Consider also, then, the story of Nicodemus and Jesus from the gospel of John. Nicodemus was described as a Pharisee of high standing, one who paid attention to the ancient covenant between God and the people of Israel. But Nicodemus came to Jesus because he believed that something was happening through Jesus. He was, if you will, in the dark about Jesus – and Nicodemus’ coming to Jesus at night was no accident. In John’s gospel, light and darkness have deep meaning, far deeper than simply night and day. Darkness stands for evil, ignorance, a desire to keep ourselves hidden from God, while light stands for righteousness, revelation and the presence of God and God’s people. So when the gospel tells us that Nicodemus came to Jesus in the dark, it tells us that Nicodemus had only enough faith to come and see what was going on – but again, this is all the faith that is required: faith enough to follow.

Today, we know little more than Nicodemus did that night he came to Jesus. We’re not even sure if John 3.16-21 is actually be the words of Jesus – some manuscripts do not include these verses as a quotation. We’re confused about whether or not the most well-known and over-used verse in all scripture was actually spoken by Jesus. Taking this fact into consideration, then, how exactly can we expect to understand everything the Spirit blows into us, or everything the Spirit blows us into? But we do believe that the Spirit is active, do we not? Jesus tells us: the wind / Spirit / pneuma blows where it chooses, and we hear the sound of it, but we do not know where it comes from or where it goes. So it is with all of us who are born of the wind / Spirit / pneuma.

Being parents, of course, Kris and I know a little something about being born. First, the body is whispering, to mother and child, then it nudges, then it shouts and pushes the infant toward a new world. Is it comfortable? Hardly. But, is it necessary? Absolutely – because there is a limited time the infant can remain in the womb. So it is with us – when we are reborn through the work of the Spirit, first there is a whispering, then a nudge, then finally the strong, clear voice of God bringing us into a new life, a life we don’t always understand but into which we are called as God’s children, washed in the waters of baptism and given faith enough to follow once we have been called.

One of my seminary professors says that “We tend to talk about "our faith" or "having faith," assuming that it is a done deal, that believing is as simple as acquiring faith. But the Gospel of John never refers to faith as a noun. Faith is not a possession, not something that one gets, not something that one has—it is something that one does. Believing for the characters in the Fourth Gospel is a verb. And as a verb, believing is subject to all of the ambiguity, the uncertainty, and the indecisiveness of being human. We need to ask more often than we are willing to admit, "how can these things be?" We need to take seriously what faith looks like when it is active, living, permeable, and dynamic. We need to consider earnestly that having an incarnated God may require an incarnational faith – that believing is just as complicated as it is to be human.”[1]

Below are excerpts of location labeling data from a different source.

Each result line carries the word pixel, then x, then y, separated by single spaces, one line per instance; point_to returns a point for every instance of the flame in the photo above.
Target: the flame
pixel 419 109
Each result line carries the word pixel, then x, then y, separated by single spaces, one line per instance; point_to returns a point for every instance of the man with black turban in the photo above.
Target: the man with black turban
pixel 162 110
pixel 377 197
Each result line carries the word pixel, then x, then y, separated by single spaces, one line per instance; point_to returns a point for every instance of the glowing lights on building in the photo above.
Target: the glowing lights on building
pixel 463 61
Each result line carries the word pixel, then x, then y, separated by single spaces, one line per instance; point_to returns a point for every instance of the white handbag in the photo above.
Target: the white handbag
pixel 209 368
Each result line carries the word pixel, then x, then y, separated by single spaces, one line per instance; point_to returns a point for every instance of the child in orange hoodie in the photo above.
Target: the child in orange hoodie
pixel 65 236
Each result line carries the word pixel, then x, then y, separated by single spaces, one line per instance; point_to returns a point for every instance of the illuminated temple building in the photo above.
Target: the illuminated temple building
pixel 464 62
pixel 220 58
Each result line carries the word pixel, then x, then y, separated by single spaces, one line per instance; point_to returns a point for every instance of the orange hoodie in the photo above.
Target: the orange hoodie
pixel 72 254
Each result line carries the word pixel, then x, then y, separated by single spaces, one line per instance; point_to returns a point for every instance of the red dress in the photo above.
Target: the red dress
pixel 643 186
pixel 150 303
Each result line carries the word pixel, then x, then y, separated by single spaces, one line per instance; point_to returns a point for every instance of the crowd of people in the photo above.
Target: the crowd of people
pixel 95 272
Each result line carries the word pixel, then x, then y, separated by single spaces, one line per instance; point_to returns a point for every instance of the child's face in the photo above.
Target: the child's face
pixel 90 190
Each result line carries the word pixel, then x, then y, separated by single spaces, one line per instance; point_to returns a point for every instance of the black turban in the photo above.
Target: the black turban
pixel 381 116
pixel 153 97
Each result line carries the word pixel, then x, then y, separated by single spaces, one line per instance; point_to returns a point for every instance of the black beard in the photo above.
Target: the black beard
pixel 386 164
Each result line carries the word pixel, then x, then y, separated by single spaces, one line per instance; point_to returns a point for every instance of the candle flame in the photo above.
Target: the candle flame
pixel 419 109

I wish I could tell you exactly how this works, where the Spirit will call you, into what you’ll be reborn today, but I can’t. I don’t know how this works any better than you – I’m not the one whispering, nudging, pulling you into a new life. What I can tell you is that as your brother in Christ, I will celebrate the journey with you, believe in you and put my faith in you as you seek to discern the Spirit’s voice in your life, help you find the way to follow Jesus as you help me find my own. But most of all, I can promise you this: you have all you need to follow Jesus already, because the Spirit has called you here and reminded you that your sins are forgiven, the life you have lived is behind you, and the future of faith enough to follow is here for you, today, in this place. May God bless the journey into which you are called today, and praise be to God for giving us faith enough to follow in all the days to come. Amen.